SECTION 2.21 Tax Matters. Except as disclosed on Section 2.21(a) of the Company Disclosure Letter:
(a) Except in cases where the failure of any of the following to be true would not result in a Material Adverse Effect: (i) the Company and each of its Significant Subsidiaries have filed all Tax Returns required to be filed by applicable Law prior to March 31, 2010; (ii) all such
Tax Returns were true, complete and correct in all respects and filed on a timely basis (taking into account any applicable extensions); (iii) the Company and each of its Significant Subsidiaries have paid all amounts of Taxes that are due, claimed or assessed by any taxing authority to be due for the periods covered by such Tax Returns, other than any Taxes for which adequate reserves have been established in accordance with GAAP or a claim has been filed in the Bankruptcy Cases; and (iv) all adjustments of federal U.S. Tax liability of the Company and its Significant Subsidiaries resulting from completed audits or examinations have been reported to appropriate state and local taxing authorities and all resulting Taxes payable to state and local taxing authorities have been paid. “Taxes” means any U.S. federal, state, local, or foreign income, gross receipts, license, payroll, employment, excise, severance, stamp, occupation, premium, windfall profits, environmental (including taxes under Section 59A of the Code), customs duties, capital stock, franchise, profits, withholding, social security (or similar), unemployment, disability, real property, personal property, sales, use, transfer, registration, value added, alternative or add-on minimum, estimated, or other tax of any kind whatsoever, including any interest, penalty, or addition thereto, whether disputed or not. “Tax Return” means any return, declaration, report, claim for refund, or information return or statement relating to Taxes, including any schedule or attachment thereto, and including any amendment thereof, including, where permitted or required, combined or consolidated returns for any group of entities that include the Company or any of its Significant Subsidiaries.

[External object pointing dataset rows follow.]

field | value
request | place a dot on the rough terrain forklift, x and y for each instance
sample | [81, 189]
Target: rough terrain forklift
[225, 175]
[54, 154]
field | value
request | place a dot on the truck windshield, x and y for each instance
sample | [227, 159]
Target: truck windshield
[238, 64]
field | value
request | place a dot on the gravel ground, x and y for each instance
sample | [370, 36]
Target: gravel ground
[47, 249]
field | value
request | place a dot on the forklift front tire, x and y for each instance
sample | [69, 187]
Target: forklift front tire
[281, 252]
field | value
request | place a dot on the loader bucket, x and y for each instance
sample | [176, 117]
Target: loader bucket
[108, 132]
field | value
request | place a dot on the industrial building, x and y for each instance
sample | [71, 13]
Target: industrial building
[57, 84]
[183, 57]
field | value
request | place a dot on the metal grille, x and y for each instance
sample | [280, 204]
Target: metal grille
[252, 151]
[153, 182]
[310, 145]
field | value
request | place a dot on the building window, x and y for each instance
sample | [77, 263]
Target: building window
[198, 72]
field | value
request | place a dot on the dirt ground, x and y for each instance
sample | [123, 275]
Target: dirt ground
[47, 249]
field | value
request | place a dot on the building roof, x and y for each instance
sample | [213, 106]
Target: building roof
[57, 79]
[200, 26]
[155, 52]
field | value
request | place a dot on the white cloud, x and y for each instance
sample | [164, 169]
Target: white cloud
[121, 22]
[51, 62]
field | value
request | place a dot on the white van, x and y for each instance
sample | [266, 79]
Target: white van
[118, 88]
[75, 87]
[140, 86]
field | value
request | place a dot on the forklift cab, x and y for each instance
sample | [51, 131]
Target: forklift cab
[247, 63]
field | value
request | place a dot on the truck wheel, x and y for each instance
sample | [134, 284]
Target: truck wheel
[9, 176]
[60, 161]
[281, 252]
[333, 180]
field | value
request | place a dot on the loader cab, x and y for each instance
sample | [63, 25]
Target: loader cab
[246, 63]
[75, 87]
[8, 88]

(b) The Company and each of its REIT Subsidiaries (x) for all taxable years commencing with the taxable year ended December 31, 2005 through December 31, 2009, has been subject to taxation as a real estate investment trust within the meaning of Section 856 of the Code (a “REIT”) and has satisfied all requirements to qualify as a REIT for such years; (y) has operated since January 1, 2010 to March 31, 2010 in a manner consistent with the requirements for qualification and taxation as a REIT; and (z) intends to continue to operate in such a manner as to qualify as a REIT for the current taxable year. None of the transactions contemplated by this Agreement will prevent the Company or any of its REIT Subsidiaries from so qualifying. No Subsidiary of the Company other than a REIT Subsidiary is a corporation for U.S. federal income tax purposes, other than a corporation that qualifies as a “taxable REIT subsidiary” within the meaning of Section 856(l) of the Code. For the purposes of this Agreement, “REIT Subsidiary” means each of GGP Ivanhoe, Inc., GGP Holding, Inc., GGP Holding II, Inc., Victoria Ward, Limited, GGP-Natick Trust and GGP/Homart, Inc.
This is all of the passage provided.